Водоёмы посёлка наполнены красноватой водой, это прежние болота, из которых предприимчивый хозяин вырыл и использовал на своём производстве добытый торф.
Находились среди рабочих шутники, они часто острили, называя посёлок Авдотьино, за его неприглядный, неблагоустроенный вид, оскорбительно – Дунькин посёлок.
Выборного административного аппарата, вроде деревенского старосты, который мог бы руководить общественной жизнью, в этой глухомани не было. Всю законодательную и исполнительную власть, над разгулявшимися страстями жителей «Дунькиного посёлка» особенно в базарные дни, возглавлял фабричный урядник – Михаил Григорьевич Сильянов и двое высоких, плотных полицейских – Кабанцов и Козлов. Этих вооруженных шашками, разжиревших лодырей боялись, с ними не общались, каждый держал за пазухой камень, но бросать его в них не осмеливался. Идёт мимо рабочий, покосится с отвращением на его черную, как у тюремщика с красными погонами шинель, плюнет незаметно в сторону и ни поклона, ни приветствия не скажет. Зорко следил урядник Сильянов за крамолой в посёлке, не раз ему приходилось с полицейскими счищать шашкой прокламации, приклеенные на соснах. В шумные базарные дни, щёгольски закрутив усы и заломив картуз набекрень, он старательно следил за порядком и при помощи обоих полицейских энергично стаскивал пьяных бушующих гуляк, за решетку в тесную клоповню, расположенную около базара, в фабричной проходной.
На весь фабричный посёлок имелась одна торговая лавка, частного торговца – Юлия Карловича Поля. Хозяйственную продуктовую лавку, где рабочему в книжку записывали отпущенный товар, а потом через контору удерживали, Дербенев закрыл по протесту рабочих, после забастовки в 1906 году, а имевшееся во дворе Общество потребителей настоял ликвидировать. Разрешено было хозяином два раза в месяц, в дни выдачи денег, устраивать базары возле фабрики.

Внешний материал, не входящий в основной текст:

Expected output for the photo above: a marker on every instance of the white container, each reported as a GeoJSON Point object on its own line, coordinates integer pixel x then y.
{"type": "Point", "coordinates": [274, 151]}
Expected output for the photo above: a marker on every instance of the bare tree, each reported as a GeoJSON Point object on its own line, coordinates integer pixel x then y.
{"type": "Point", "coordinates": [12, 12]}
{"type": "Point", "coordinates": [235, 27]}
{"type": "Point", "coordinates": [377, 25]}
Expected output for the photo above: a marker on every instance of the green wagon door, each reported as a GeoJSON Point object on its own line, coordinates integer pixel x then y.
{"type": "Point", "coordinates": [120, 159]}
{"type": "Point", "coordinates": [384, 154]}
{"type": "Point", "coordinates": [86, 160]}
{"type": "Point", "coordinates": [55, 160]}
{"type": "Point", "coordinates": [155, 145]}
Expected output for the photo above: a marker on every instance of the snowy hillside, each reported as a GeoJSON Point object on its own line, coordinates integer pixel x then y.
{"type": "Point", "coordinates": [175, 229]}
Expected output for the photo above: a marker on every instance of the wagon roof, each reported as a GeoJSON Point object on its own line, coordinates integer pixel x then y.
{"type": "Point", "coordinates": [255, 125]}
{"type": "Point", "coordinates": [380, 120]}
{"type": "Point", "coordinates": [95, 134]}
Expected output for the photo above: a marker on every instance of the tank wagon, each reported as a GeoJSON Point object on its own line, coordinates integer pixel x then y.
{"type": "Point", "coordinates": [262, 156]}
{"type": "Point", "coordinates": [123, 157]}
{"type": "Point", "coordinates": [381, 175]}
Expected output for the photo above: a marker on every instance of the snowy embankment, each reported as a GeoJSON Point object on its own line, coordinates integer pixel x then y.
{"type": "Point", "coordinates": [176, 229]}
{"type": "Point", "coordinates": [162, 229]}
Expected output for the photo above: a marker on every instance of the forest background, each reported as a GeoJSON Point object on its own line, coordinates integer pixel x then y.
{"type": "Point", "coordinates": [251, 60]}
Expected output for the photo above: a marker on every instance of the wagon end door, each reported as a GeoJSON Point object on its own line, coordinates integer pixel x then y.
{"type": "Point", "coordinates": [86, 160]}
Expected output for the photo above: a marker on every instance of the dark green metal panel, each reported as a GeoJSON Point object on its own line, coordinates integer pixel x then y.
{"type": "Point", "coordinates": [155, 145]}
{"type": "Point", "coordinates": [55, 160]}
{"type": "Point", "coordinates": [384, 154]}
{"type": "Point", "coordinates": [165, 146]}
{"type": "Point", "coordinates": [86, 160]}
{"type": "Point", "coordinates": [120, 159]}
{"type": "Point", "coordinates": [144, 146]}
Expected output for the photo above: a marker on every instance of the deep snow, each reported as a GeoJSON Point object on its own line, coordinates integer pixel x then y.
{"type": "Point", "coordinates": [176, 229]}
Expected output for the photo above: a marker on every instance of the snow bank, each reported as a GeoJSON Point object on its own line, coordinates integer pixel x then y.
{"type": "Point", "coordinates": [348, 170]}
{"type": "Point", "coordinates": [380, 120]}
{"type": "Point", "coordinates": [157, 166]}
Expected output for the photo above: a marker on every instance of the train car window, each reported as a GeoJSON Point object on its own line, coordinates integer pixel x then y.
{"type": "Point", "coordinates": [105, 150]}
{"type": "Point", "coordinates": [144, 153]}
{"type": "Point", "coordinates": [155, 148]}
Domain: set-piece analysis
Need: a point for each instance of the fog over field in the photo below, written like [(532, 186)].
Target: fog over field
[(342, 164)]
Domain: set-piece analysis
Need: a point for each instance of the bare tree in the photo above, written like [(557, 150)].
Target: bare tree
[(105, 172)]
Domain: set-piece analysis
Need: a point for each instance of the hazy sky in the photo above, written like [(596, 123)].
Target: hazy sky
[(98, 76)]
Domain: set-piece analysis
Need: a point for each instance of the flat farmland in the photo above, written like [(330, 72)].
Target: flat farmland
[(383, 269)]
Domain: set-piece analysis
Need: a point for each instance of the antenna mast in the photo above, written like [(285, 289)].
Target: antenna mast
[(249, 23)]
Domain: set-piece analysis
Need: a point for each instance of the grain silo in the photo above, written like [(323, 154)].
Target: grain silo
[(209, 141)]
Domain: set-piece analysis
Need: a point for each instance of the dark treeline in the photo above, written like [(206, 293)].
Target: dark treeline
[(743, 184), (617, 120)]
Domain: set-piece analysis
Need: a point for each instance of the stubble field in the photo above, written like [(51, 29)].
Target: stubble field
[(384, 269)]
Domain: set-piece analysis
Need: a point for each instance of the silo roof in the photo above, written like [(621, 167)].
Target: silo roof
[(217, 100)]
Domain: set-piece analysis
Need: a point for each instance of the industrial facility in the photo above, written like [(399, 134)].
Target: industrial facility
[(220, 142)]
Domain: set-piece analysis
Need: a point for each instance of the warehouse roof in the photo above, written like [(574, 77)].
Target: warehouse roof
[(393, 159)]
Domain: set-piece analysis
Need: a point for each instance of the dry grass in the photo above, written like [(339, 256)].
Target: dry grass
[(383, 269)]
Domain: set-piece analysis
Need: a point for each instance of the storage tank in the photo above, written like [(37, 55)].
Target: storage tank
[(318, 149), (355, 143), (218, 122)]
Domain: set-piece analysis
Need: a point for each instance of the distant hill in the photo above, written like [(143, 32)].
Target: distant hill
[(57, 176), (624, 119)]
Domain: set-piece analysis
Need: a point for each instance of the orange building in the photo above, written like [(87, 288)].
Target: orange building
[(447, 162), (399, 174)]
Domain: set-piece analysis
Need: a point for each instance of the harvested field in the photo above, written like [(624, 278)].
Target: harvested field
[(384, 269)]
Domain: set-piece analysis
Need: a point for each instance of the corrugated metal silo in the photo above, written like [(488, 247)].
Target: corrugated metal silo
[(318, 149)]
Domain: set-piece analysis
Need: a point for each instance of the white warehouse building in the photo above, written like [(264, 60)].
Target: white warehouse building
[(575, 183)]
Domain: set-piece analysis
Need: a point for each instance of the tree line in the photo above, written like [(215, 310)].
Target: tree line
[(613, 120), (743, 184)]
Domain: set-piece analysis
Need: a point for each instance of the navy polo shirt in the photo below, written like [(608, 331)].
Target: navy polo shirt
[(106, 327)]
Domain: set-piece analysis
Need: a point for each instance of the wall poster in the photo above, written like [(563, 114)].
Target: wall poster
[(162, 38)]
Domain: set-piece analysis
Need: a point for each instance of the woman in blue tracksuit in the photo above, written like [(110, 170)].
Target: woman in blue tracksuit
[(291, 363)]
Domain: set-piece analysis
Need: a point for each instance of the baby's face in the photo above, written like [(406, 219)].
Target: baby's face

По Александровской улице, плотной стеной от фабричных ворот до церковной паперти, в два ряда разместились торговцы – кулаки, прибывшие из соседних деревень, поживиться трудовыми грошами рабочего люда. Добродушный, ожиревший немец Поль, держал в своей лавке только ходовые товары, главным образом, продуктовые товары удовлетворять же многообразные хозяйственные потребности не мог, и базары, на которых ломились лавки у продавцов от изобилия разнородного товара, покрывали всю растущую потребность. В базарные дни на камешках было исключительно оживлённо.
На площади базара, с раннего утра, до позднего вечера, стоял необыкновенный праздничный шум. Приглушенный говор тысячи людей возле лавок, порой прерывался свистом детских игрушек – свистулек, дудок, глиняных петушков, резким неожиданным хлопком из пугача. Слышалось зазывание приказчика в лавку, крик покупателей с продавцами, ржанье коней, тут- же за лавкой привязанных за телегу, это всё сливалось в густой басовитый гул, напоминая собой шумный, как морской прибой, местный базарный деньэ.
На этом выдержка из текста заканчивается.